20th Century Fox and James Cameron have re-released the notorious Avatar early this fall. Although an obvious play to beef up DVD sales and swindle more money from movie goers, the situation actually offers a unique opportunity. Not only is there the opportunity for new audiences to see the film, but also for those who have seen Avatar to see it again. And see it in the 3D experience the film was built for.

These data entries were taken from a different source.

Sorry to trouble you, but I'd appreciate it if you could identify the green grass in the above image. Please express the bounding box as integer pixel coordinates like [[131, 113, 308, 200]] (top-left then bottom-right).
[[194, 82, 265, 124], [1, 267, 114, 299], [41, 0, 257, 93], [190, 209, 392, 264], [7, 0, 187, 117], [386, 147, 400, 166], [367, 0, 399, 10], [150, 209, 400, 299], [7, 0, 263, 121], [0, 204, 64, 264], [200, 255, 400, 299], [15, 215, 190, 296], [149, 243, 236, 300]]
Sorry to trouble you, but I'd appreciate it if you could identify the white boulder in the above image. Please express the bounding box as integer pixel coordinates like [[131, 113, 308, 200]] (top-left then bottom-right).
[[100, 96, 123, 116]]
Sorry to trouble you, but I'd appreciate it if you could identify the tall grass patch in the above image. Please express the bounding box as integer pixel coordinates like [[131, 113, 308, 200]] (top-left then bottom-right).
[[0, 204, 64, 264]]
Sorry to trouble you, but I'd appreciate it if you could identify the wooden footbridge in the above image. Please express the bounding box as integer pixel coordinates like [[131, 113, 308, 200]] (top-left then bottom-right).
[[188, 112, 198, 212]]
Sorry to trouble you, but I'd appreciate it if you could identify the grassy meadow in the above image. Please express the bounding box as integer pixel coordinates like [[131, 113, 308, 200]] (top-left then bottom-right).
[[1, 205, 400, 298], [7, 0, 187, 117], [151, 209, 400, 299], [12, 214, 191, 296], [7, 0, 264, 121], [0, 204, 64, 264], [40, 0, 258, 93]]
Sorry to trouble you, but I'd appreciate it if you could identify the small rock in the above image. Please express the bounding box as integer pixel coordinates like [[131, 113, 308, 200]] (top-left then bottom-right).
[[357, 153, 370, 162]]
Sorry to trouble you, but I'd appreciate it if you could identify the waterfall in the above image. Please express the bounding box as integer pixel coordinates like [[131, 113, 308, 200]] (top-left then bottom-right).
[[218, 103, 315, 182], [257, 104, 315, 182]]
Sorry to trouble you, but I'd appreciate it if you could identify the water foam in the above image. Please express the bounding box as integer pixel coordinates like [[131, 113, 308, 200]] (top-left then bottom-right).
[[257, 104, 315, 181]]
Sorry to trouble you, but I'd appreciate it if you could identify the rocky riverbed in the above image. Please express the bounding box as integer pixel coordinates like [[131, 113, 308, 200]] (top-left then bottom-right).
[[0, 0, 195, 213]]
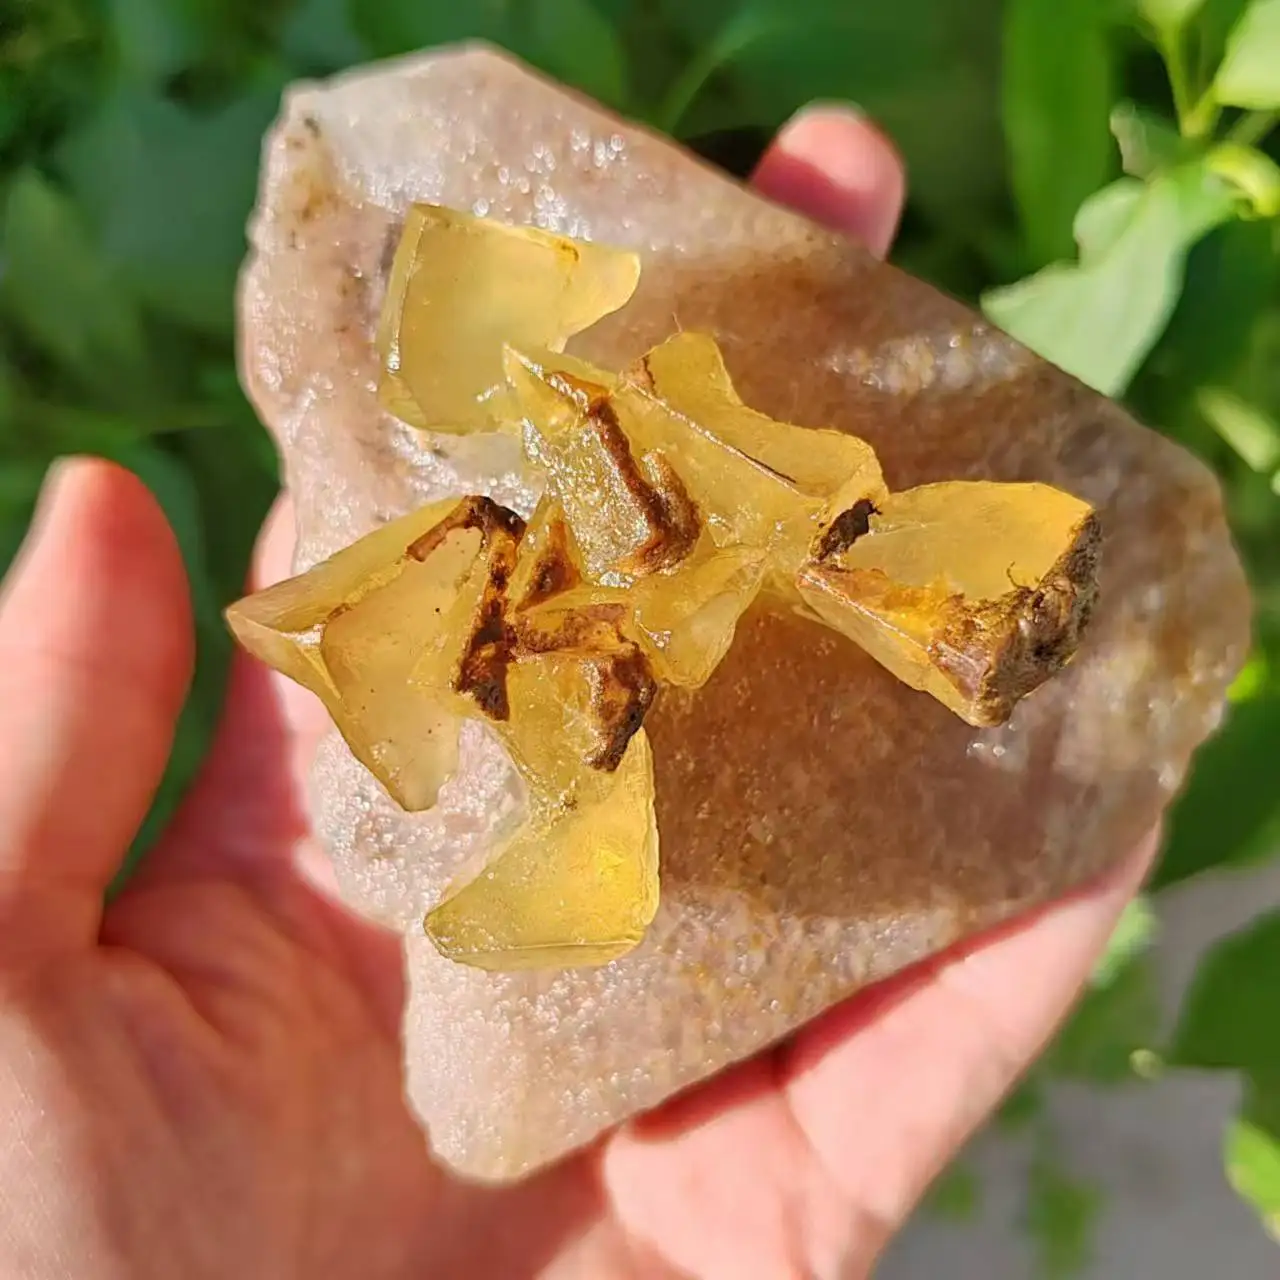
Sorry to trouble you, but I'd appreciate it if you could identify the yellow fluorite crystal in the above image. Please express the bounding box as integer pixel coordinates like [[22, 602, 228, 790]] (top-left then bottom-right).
[[228, 207, 1100, 973], [425, 701, 659, 970], [226, 496, 484, 811], [798, 482, 1100, 726], [377, 204, 639, 432]]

Back in December of last year, Avatar premiered amist astonishing hype and literally broke records economically, visually, and three dimensionally. Hording the project for years until technology had caught up with him, writer, director, editor and producer Cameron finally debuted his first feature film since 1997’s ginormous Titanic. Not only did Avatar sparke debate about its somewhat simple storyline, tremendous use of 3D and motion capture, but it also sent ripples through the Academy community. Was and is this film worthy of an Oscar? How do we even measure it? Does the film even belong?

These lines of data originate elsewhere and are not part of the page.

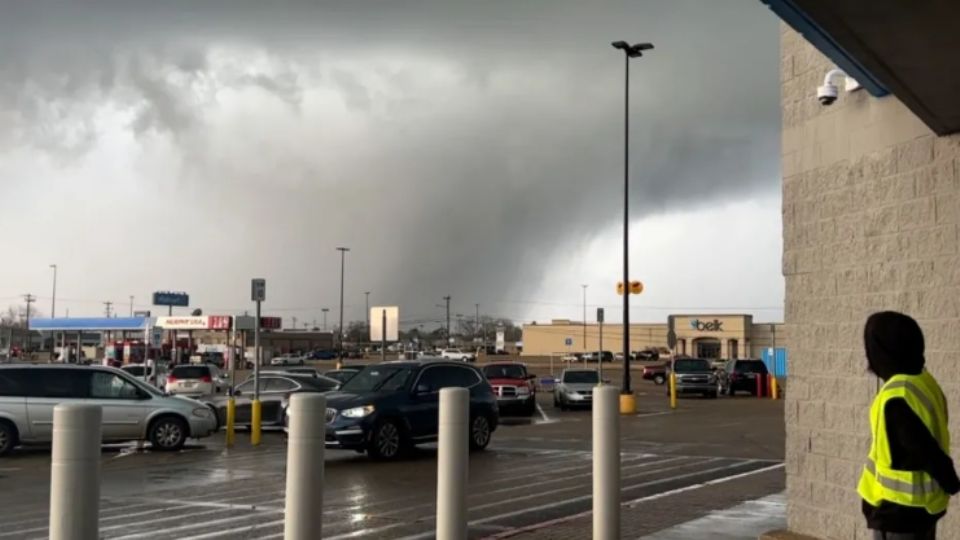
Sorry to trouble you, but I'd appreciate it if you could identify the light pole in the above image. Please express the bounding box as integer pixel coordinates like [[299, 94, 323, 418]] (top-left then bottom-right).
[[321, 308, 329, 332], [581, 284, 588, 352], [129, 296, 134, 317], [336, 247, 350, 358], [611, 40, 653, 410], [365, 291, 371, 345], [49, 264, 57, 317]]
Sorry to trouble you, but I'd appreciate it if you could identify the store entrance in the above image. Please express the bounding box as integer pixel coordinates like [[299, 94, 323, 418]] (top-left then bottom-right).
[[694, 338, 721, 359]]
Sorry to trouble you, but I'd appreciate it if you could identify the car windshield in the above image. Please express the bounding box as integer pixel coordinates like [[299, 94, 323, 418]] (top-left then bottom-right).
[[483, 365, 526, 379], [563, 371, 599, 384], [340, 365, 414, 393], [674, 359, 712, 372], [170, 366, 209, 379]]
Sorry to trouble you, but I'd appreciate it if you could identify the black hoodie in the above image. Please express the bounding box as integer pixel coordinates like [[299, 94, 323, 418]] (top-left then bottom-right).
[[862, 311, 960, 533]]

Yet putting aside all that happened in December and sitting down to watch the film again, audiences will be still be struck by Avatar the second time around. Firstly, the film is not as tiring as you know how long it is and can relax as you (if you never fell asleep AHEM) know how the story ends. The script still feels simple, especially the scenes when Sam Worthington’s Jake Sully is on the human base. The military and business characters seem startlingly one dimensional. However, what is lacking in those sequences you gain in every frame with the Na’vi. Worthington’s interactions with the Na’vi community and Zoe Saldana’s Neytiri seem all the more complex and symbolic than before.
The visuals of Avatar still remain luscious and inspiring on a second viewing, yet once you are able to relax into the film the world of Pandora seems to be mysteriously 3D and accentuated. Rather than it merely being a cinematic trick. Cameron deserves every praise for his ability to seamlessly incorporate 3D into his film and use it to the story’s advantage. A story whose focus I still believe to not be on the individual character’s journey, but rather on two groups of peoples whose values differ so strongly that their journeys collide. In other words, although Worthington and Saldana progress and evolve in the course of the story, the issues they unearth between each other is more important as it symbolizes the groups they represent.

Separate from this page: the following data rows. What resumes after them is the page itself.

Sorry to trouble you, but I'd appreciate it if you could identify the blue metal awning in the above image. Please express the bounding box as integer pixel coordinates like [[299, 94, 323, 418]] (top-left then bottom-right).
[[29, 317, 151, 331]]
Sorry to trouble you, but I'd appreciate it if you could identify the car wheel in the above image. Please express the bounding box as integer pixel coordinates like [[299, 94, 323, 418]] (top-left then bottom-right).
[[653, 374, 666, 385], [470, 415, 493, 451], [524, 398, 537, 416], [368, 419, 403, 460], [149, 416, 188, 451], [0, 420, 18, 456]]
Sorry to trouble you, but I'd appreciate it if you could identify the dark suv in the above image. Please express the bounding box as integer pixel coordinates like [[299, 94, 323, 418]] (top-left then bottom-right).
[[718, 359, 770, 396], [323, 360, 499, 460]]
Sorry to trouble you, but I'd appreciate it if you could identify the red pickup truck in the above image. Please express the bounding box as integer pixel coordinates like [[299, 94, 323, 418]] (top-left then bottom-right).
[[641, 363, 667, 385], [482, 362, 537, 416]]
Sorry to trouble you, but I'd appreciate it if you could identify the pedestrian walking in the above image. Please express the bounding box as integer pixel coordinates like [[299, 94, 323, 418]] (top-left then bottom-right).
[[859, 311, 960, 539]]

Ultimately, for me, the themes of Avatar remain in tact on a second viewing. Transgression, homeland, extortion, and community all come out of the film’s narrative. A narrative that is able to illustrate to audiences the necessity of human connection and compassion. A narrative that reinforces the theory (and fact in my opinion) of the disconnect between modern human life and the planet that fuels and energizes these lives. Whether or not you read it as a pro-environmentalist approach, it cannot be ignored that the film smartly captivates you into this theory. Cameron builds the emotional and physical connections between characters to exemplify this disconnect between the humans and the planet.
So if you have not seen Avatar see it. If you have then see it again and see what it brings up in you. Because if anything you can still see it in its true form, one that no home entertainment system will ever be able to match.